Kazakh President Kassym-Jomart Tokayev and Russian President Vladimir Putin claimed victory on Monday in quelling what they described as a “coup d’etat” and “color revolution” in Kazakhstan, which had been shaken by violence that ostensibly began with protests over high fuel prices.
In a speech made during an online meeting of the Russian-led Collective Security Treaty Organization (CSTO), Tokayev said that order had been restored in Kazakhstan, though the hunt for “terrorists” was continuing.
“Under the guise of spontaneous protests, a wave of unrest broke out… It became clear that the main goal was to undermine the constitutional order and to seize power. We are talking about an attempted coup d’etat,” he said.
The fuel demonstrations that started just over a week ago quickly took a political turn, evolving into a wide protest against not only Tokayev’s government, but against his predecessor, 81-year-old Nursultan Nazarbay — the country’s first president after the fall of the Soviet Union. Nazarbayev remains influential in the country even after stepping down from the presidency and was serving as head of a powerful security council prior to the unrest.
“The main blow was directed against (the city of) Almaty. The fall of this city would have paved the way for a takeover of the densely populated south and then the whole country,” Tokayev said. “Then they planned to seize the capital.”
He also contended that a major “counter-terrorism” operation would soon end, along with a CSTO mission that he claimed numbered 2,030 troops and 250 pieces of military hardware.
The CSTO is an intergovernmental military alliance that consists of various post-Soviet states: Russia, Armenia, Belarus, Kazakhstan, Kyrgyzstan, and Tajikistan.
Reuters notes:
Tokayev defended his decision to invite Russian-led troops into the country and said that doubts over the legitimacy of that mission stemmed from a lack of information.
Kazakhstan would soon provide proof to the international community about what had happened, he said.Sixteen members of the security forces were killed, while the number of civilian casualties is still being checked, he said.
Putin celebrated his own role in crushing what he described as a foreign-backed terrorist uprising. He also promised that a security block headed by Moscow would prevent “color revolutions” from overtaking its ally nations.
The Russian president said Russia-led forces were securing key infrastructure to “normalize the situation” and help “restore order to the country.” He blamed the events in Kazakhstan on international meddling.
“Of course, we understand that the events in Kazakhstan aren’t the first and will be far from the last attempt to interfere in the internal affairs of our states,” Putin said.
The Financial Times reports:
[Putin] claimed that protesters had used “Maidan technologies”, a reference to a 2014 uprising that toppled a pro-Russian president in Ukraine, and cited other pro-democracy movements that ousted Moscow-aligned rulers in Georgia, Ukraine and Kyrgyzstan in the 2000s.
“We won’t let anyone destabilise the situation in our home and won’t allow the so-called colour revolution scenario to play out,” Putin said.
According to Putin, “destructive internal and external forces” took advantage of the fuel protests to deploy “well-organised groups of militants under their control” that had “obviously trained at terrorist camps abroad.” These revolutionary forces allegedly used the Internet and social media, which Kasazhstan shut off for prolonged periods last week, to create a pretext for “terrorist attacks.”
In response to the protests, the Kazakh president’s entire cabinet resigned.
Per Tokayev, the revolutionaries were “beating and killing policemen and young soldiers, [setting] fire [to] administrative buildings, looting private premises and shops, secular citizens, raping young women.”
Reuters noted that “an Instagram live stream by a Kazakh blogger showed a fire blazing in the office of the mayor of the main city, Almaty, with apparent gunshots audible nearby.

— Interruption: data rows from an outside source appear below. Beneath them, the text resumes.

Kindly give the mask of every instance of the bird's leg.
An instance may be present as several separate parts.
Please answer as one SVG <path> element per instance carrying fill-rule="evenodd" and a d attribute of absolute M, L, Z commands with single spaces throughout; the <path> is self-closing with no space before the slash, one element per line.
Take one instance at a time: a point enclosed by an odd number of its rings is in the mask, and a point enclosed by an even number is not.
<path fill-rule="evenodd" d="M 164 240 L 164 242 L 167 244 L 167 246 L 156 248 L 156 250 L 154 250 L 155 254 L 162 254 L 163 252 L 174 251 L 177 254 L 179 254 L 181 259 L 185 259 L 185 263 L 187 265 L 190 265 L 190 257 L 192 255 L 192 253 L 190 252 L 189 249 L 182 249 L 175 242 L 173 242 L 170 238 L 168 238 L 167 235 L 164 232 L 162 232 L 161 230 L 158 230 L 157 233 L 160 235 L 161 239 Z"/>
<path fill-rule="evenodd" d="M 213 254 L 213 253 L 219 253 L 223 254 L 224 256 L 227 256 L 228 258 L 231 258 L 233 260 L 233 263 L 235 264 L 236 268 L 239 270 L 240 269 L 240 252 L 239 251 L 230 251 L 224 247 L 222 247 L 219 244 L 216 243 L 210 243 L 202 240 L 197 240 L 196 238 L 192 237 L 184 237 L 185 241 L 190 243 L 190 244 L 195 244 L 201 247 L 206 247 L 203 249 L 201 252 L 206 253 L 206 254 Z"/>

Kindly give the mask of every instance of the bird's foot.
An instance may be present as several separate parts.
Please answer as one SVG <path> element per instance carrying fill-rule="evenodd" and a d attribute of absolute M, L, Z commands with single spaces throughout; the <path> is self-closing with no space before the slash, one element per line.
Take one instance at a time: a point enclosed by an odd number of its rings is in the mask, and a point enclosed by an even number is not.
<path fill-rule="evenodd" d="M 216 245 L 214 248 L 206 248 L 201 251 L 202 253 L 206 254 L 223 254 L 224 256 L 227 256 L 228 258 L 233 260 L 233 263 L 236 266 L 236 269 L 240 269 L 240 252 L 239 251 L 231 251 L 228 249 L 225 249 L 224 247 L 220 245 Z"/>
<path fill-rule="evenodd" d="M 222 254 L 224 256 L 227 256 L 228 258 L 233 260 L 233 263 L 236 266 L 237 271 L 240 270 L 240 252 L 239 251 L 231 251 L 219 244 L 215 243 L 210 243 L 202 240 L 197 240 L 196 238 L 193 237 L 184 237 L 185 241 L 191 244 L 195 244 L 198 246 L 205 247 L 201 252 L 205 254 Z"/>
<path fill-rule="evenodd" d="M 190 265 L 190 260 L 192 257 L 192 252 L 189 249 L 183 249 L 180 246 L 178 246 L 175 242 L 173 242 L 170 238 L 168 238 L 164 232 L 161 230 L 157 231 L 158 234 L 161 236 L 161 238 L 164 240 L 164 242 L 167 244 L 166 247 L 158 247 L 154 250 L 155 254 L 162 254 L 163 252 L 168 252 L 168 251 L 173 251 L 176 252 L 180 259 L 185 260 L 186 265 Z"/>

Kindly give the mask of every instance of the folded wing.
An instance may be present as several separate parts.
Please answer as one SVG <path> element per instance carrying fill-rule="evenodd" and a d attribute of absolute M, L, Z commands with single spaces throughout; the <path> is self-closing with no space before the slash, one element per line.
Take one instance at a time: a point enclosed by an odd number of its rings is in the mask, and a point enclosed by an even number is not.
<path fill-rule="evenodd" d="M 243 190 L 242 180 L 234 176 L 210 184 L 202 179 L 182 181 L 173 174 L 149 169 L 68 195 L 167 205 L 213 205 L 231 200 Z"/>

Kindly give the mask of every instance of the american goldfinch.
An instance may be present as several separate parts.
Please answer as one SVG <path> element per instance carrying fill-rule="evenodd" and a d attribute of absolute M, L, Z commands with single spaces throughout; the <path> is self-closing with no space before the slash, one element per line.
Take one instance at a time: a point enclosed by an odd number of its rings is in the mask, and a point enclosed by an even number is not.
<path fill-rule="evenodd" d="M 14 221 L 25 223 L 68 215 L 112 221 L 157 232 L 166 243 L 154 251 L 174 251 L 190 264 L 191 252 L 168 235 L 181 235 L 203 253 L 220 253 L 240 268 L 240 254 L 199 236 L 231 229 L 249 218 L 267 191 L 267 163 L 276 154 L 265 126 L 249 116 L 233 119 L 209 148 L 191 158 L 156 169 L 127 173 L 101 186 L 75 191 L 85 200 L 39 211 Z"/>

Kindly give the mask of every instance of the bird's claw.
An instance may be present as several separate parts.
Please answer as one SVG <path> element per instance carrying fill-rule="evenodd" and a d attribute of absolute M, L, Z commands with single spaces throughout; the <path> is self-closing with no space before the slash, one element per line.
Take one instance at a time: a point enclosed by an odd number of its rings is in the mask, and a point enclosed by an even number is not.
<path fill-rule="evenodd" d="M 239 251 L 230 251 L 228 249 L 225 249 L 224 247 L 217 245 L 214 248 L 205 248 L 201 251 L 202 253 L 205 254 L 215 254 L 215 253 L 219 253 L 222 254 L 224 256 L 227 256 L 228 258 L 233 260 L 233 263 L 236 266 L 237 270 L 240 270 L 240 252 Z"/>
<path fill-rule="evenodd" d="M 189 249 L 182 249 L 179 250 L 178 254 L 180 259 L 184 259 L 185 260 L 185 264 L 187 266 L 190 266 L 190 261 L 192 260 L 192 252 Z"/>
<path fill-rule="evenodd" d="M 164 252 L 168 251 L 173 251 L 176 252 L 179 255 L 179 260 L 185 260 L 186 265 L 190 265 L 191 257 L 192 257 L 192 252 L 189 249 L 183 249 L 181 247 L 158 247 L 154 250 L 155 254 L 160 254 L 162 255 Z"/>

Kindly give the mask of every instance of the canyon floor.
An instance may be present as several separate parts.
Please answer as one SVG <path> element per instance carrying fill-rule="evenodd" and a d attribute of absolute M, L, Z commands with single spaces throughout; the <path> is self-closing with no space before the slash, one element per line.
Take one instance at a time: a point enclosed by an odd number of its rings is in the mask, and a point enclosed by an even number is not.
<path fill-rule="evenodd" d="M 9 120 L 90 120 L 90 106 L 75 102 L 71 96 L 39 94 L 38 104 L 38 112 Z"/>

Videos posted online also showed the nearby prosecutor’s office burning.”
Mainstream media outlets such as the Washington Post have sided with the “protesters” in the Kazakh crisis, characterizing the Russian intervention as a means to further Putin’s “sphere of influence.”
Kazakhstan, then, has become the site of a conflict between two competing narratives. Were those pushing for the ousting of the current government pro-freedom demonstrators, or was it, in fact, an internationally-backed “color revolution” and coup attempt as Tokayev and Putin claim?